Siria attua le seguenti restrizioni contro la Resistenza
- Una direttiva della sicurezza siriana per chiudere le scuole iraniane, compresi i seminari religiosi, e per vietare agli iraniani di affittare case o siti.
- Limitare il numero di visitatori iraniani che entrano in Siria a 200 a settimana.
- Limitare severamente le attività iraniane, in particolare quelle umanitarie come le organizzazioni di assistenza agli orfani e i programmi culturali. Gli ambienti specializzati che si occupavano degli affari siriani erano a conoscenza di questi sviluppi.
Inoltre, c’era un ordine da parte della leadership siriana di espellere tutti i membri di Hezbollah e di vietare loro di entrare in Siria con armi, anche personali. Hanno anche dovuto affrontare rigide ispezioni ai posti di blocco militari.
In precedenza, la Resistenza aveva richiesto di facilitare alcune operazioni di intelligence militare nel Golan dal territorio siriano, ma anche questa richiesta era stata respinta. Le restrizioni si estendevano anche alle fazioni irachene, a cui era stato ordinato di lasciare il territorio siriano più di nove mesi fa. L’unica presenza rimasta consisteva in alcuni membri a guardia del santuario di Lady Zaynab, a sud di Damasco. Sembra che le promesse che Bashar al-Assad ha ricevuto dal Golfo abbiano influenzato pesantemente il suo cambiamento di posizione.

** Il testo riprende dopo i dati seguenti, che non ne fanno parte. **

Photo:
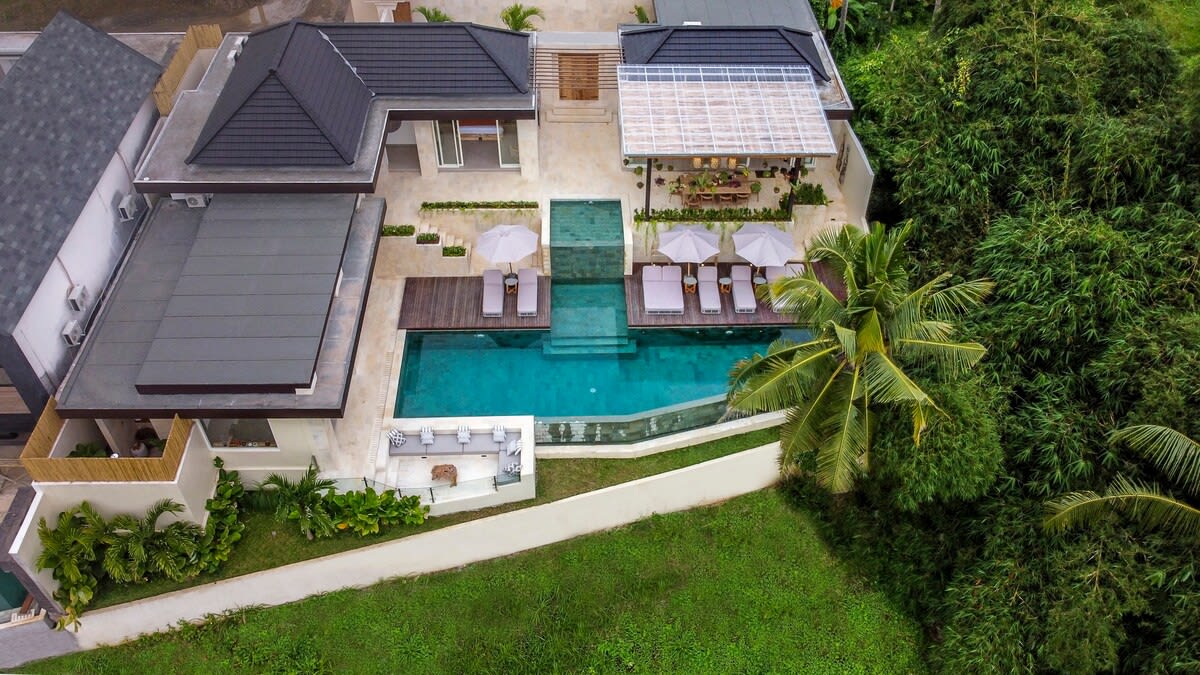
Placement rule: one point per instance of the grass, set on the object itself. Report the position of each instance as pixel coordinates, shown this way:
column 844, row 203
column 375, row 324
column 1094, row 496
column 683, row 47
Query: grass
column 269, row 543
column 747, row 586
column 1180, row 21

Iran non abbandona gli alleati
Nonostante ciò, la Repubblica Islamica non abbandona i suoi alleati. La leadership iraniana ha tentato con insistenza di riconciliare rapporti e collaborazione con Assad. Ali Larijani ha cercato personalmente di convincerlo a riconsiderare queste restrizioni, ma sfortunatamente Assad non ha risposto.
Quando la Repubblica Islamica ha saputo degli accordi presi per rovesciare Assad, Larijani lo ha informato dell’intero piano più di sei mesi fa. Tuttavia, Assad è rimasto indifferente e ha continuato a prendere le distanze dalla Resistenza. Alla fine, la Repubblica Islamica ha preso la sua decisione e ha convinto Hezbollah a cessare i combattimenti il più rapidamente possibile.

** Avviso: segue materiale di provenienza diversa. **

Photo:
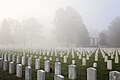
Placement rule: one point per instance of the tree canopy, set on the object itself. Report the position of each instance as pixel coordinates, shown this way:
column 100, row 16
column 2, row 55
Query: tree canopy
column 70, row 28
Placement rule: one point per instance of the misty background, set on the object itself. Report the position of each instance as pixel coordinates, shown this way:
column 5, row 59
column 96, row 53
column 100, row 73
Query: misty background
column 59, row 23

L’Iran non affronta pubblicamente i suoi problemi attraverso i media, quindi questi dettagli non sono emersi al momento e sono rimasti confinati a una piccola cerchia a conoscenza della situazione. Molti sostenitori presumono che il crollo della Siria sarebbe una sconfitta per l’Asse della Resistenza, ma non è vero. L’unico valore strategico fornito dalla Siria era il corridoio terrestre, che Bashar al-Assad aveva tagliato un anno fa per sua decisione.
Da allora, la Resistenza ha lavorato su alternative e ha superato con successo le sfide poste dalle restrizioni siriane. L’Asse non è nuovo a tali ostacoli: lo Yemen è un esempio vivente. L’Asse della Resistenza aveva bisogno di uno Stato per raggiungere lo Yemen? O l’Iran aveva bisogno di una via terrestre attraverso uno Stato per consegnare le armi a Gaza?
Il tempo consegnerà tante scomode verità a coloro che oggi festeggiano la consegna della Siria a Israele, Usa, Turchia e Qatar.